Something about North Sea Radio Orchestra doesn’t sound quite make sense. The fact is, English people aren’t meant to make music like this anymore: open, ambitious, breezy, bizarre and downright elegant.
It’s generally left to the Joanna Newsoms and Sufjan Stevenseses stateside to be this wilfully weird and individualistic within the constraints of likeable music that could be played on Radio 3 (or maybe even Radio 2!) The fact that North Sea Radio Orchestra are blowing their… various… woodwind instruments in a relatively lonely field makes them stand out all the more.
‘Birds’ is their second album, I think, and if you just caught a brief snippet, it could be mistaken for something a bit more Disney, a bit more trite, a bit more… well… Jaonna Newsom or Sufjan Stevens. Listen closely though, and you’ll feel a warmth that’s as weird as it is wholesome creeping through you.
Don’t get me wrong; they’re not absolute experimental conceptual nut jobs; their music has its feet firmly planted in various musical traditions of these (and no doubt other) isles, but the overall effect is almost otherworldly.
‘The Angel’ introduces some first class harmonies and fingerpicking, suggestive of a fairly accomplished folk pop ensemble, but by the large scale choral gloriousness of ‘Move Eastward Happy Earth’ it seems North Sea Radio Orchestra are as much influenced by hymns sung in airy school assembly halls and nights at the opera as they are by the current scene (wherever/whatever that is). By ‘Now Welcom Somer’, as the album approaches its end, you’ll be concerned that you might wake up seven years older, with hazy memories of impossible colours, tastes and smells.

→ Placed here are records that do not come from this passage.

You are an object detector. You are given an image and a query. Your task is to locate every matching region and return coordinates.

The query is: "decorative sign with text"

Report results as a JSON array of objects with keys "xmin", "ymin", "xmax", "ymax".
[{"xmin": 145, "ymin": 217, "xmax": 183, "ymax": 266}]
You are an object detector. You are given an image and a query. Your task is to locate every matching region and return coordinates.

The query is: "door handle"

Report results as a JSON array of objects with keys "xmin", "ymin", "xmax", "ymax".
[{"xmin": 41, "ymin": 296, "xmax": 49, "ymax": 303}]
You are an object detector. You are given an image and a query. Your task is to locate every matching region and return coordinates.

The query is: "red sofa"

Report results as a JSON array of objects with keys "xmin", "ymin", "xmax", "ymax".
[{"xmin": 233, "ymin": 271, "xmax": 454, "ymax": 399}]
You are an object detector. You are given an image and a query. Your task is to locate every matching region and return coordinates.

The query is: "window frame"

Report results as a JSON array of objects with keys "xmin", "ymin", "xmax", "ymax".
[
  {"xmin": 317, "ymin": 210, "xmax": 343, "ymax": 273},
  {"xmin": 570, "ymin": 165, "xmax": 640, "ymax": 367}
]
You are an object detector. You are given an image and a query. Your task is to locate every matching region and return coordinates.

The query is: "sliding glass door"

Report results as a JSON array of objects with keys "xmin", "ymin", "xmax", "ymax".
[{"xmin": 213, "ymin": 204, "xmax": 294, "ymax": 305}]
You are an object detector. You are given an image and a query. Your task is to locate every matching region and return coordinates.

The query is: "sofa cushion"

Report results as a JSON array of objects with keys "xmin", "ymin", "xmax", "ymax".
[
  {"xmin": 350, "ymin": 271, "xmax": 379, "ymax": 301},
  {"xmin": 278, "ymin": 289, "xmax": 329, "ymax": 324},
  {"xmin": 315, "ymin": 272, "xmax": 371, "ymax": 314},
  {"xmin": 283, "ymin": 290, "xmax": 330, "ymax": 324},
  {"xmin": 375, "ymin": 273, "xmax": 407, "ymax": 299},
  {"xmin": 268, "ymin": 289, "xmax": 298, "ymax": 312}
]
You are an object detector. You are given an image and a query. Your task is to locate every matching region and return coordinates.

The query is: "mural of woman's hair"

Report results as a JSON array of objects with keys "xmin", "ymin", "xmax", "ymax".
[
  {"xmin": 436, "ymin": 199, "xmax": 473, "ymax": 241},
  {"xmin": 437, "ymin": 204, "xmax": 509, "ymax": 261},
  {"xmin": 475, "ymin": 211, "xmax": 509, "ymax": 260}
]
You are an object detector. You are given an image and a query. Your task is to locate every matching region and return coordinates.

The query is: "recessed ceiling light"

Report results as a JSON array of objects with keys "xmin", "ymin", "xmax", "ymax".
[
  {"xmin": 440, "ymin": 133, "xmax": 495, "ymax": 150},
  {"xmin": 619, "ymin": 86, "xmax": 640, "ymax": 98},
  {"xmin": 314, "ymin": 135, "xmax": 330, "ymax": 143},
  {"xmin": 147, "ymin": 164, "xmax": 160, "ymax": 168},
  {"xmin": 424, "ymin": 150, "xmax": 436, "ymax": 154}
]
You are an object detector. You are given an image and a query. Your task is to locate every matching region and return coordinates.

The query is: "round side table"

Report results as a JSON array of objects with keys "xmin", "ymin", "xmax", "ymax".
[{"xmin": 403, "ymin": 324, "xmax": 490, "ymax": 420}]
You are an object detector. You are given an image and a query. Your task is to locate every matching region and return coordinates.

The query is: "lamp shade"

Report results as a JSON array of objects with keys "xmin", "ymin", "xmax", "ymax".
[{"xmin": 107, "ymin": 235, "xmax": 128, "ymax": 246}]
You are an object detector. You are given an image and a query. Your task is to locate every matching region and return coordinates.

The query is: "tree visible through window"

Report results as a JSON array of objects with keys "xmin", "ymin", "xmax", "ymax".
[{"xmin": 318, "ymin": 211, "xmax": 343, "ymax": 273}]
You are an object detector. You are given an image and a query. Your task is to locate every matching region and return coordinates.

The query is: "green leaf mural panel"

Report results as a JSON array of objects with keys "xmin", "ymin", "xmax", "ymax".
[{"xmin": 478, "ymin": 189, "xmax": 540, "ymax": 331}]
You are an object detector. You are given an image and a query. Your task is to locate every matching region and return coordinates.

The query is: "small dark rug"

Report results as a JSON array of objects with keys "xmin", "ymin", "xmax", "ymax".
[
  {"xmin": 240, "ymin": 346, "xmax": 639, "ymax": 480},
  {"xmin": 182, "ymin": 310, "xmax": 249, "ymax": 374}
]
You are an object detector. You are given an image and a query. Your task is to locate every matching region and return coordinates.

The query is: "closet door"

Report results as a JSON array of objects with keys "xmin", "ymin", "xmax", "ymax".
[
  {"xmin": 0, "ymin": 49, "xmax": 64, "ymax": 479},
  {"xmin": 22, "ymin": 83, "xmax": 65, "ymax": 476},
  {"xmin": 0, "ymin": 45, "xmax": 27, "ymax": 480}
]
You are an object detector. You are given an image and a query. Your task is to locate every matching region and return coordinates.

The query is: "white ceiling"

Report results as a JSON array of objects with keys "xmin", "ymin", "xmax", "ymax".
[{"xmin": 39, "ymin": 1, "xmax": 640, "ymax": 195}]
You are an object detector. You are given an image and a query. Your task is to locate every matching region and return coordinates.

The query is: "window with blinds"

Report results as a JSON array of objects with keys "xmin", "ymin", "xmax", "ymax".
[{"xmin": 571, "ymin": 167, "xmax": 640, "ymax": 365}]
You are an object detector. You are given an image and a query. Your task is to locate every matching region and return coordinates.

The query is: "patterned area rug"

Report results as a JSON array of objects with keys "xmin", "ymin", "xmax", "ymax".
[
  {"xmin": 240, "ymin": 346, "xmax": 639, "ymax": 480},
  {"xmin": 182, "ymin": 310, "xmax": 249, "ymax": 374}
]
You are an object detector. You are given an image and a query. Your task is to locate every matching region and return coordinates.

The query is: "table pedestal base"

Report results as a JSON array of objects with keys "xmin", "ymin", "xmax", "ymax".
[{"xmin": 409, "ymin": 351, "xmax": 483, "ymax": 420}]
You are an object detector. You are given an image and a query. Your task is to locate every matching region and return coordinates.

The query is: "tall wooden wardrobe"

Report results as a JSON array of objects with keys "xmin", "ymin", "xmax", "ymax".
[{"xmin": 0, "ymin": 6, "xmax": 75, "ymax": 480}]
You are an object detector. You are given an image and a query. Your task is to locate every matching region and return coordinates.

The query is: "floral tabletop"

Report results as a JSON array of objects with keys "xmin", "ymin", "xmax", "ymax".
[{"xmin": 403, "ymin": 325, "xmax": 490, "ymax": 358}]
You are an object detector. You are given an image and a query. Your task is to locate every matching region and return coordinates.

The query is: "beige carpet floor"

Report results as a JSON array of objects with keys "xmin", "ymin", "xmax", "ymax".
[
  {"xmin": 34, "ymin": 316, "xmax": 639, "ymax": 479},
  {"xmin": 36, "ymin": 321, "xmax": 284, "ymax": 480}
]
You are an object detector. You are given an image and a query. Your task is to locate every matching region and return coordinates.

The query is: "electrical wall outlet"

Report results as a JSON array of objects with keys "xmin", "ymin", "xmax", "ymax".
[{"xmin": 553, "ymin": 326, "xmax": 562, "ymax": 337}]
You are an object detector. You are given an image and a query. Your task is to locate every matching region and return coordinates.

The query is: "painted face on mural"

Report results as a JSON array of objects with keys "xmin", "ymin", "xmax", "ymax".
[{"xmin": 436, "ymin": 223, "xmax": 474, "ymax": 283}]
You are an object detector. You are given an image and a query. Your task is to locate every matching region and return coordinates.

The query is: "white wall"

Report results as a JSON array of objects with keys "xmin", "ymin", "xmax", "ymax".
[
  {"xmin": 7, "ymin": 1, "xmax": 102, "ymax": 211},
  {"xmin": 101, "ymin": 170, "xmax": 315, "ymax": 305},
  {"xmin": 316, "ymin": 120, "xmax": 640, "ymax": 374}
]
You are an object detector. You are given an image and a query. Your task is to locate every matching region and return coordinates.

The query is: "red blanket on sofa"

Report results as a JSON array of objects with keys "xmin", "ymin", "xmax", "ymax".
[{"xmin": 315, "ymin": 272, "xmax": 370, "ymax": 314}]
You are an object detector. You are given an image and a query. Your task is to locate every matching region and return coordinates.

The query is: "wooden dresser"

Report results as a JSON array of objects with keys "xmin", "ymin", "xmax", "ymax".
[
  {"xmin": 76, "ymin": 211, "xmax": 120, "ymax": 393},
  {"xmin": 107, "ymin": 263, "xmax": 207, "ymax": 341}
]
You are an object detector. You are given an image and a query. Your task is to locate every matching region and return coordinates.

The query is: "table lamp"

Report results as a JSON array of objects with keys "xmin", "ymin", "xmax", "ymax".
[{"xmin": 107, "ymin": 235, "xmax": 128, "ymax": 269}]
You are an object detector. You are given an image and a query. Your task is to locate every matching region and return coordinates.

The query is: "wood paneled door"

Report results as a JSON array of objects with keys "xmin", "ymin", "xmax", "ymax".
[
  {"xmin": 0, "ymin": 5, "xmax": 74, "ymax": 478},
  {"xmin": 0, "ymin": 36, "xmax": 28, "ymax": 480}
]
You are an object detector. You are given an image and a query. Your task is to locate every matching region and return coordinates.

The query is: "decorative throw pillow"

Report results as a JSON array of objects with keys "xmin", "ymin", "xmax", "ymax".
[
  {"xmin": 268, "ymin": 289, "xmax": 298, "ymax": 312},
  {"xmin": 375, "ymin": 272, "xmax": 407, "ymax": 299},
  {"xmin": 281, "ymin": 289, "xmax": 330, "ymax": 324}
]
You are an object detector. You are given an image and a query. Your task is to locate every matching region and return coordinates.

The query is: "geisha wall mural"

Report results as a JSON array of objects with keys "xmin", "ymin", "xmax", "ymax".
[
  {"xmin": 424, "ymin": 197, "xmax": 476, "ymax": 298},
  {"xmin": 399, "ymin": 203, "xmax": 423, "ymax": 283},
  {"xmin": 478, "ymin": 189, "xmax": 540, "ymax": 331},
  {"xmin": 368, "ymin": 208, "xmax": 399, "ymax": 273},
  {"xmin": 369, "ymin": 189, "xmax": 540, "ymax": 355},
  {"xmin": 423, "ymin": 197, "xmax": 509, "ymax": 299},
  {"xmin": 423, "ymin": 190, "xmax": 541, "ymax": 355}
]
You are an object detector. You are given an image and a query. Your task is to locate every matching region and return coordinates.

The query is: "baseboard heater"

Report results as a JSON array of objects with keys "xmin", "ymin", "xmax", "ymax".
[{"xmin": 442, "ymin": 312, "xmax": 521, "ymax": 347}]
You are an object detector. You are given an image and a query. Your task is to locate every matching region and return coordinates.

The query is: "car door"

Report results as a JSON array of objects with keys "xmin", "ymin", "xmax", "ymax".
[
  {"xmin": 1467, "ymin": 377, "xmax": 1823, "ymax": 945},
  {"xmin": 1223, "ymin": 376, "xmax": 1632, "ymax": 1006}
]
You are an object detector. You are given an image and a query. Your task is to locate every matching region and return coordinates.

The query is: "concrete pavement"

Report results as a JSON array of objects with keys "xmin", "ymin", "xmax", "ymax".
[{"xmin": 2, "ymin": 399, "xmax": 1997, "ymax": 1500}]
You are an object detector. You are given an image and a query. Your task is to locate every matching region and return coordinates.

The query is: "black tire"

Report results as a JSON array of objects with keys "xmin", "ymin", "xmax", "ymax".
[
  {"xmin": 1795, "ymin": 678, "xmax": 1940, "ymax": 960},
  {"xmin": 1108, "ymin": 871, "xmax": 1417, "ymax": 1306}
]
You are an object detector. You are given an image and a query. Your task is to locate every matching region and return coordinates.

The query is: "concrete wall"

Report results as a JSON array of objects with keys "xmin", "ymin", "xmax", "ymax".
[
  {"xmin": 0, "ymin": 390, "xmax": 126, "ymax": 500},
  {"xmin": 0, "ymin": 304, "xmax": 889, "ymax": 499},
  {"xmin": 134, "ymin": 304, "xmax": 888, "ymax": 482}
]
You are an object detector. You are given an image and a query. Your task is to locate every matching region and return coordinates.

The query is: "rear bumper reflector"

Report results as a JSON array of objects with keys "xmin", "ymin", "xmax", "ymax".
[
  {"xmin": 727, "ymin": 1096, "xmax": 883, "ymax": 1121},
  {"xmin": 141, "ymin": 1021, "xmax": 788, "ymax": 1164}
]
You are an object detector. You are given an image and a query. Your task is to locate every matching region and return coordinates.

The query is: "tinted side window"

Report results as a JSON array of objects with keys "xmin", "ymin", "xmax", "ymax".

Wonderfully rich instrumentals like ‘Copt Gilders’ and ‘Harbour Wall’ would sound very filmic but for the fact that there’s perhaps too much going on for the music to be suitable as a backdrop – the melodies are played out over lush layers of strings, horns and subtle percussion, evoking a sense of Englishness which isn’t necessarily limited to the rural, despite the obvious associations of folk music, because of the closer proximity to classical arrangements over more obvious pop or folk forms. (Their MySpace amusingly locates them in London/Wessex.)
‘A poison Tree’, probably the most recognisable of three William Blake-inspired numbers present here, is a real delight, and much less wilfully sombre than the work of folks whom Blake usually tends to inspire (Sonne Hagal and Julian Cope are the ones that come to mind).
Indeed, the frequent levity of spirit could be something that limited ‘Birds’ somewhat, but this album is called ‘Birds’ isn’t it? And they’re not all turkeys and vultures. In fact, neither rear their ugly heads here, though the album does remain the right side of odd, and doesn’t let the evident ability of its various contributors get in the way of the grand scheme of things. Crucially, never does it sink into self-indulgence.
Sharron Fortnam’s voice is a powerful weapon here, too, and sparingly used; she could sing you a bad-news bus timetable while you were stranded in a hailstorm and it wouldn’t piss you off.
God knows how it manages to sound so contemporary, but somehow it pushes it. Perhaps it’s the twists and turns in Craig Fortnam’s expert guitar-lines, which betray a playful penchant for prog, or perhaps it’s just that – as I’ve mentioned once or twice – nobody else around here really sounds like North Sea Radio Orchestra: if they’d been doing this in the 60s you can bet a lot more people would be doing it now.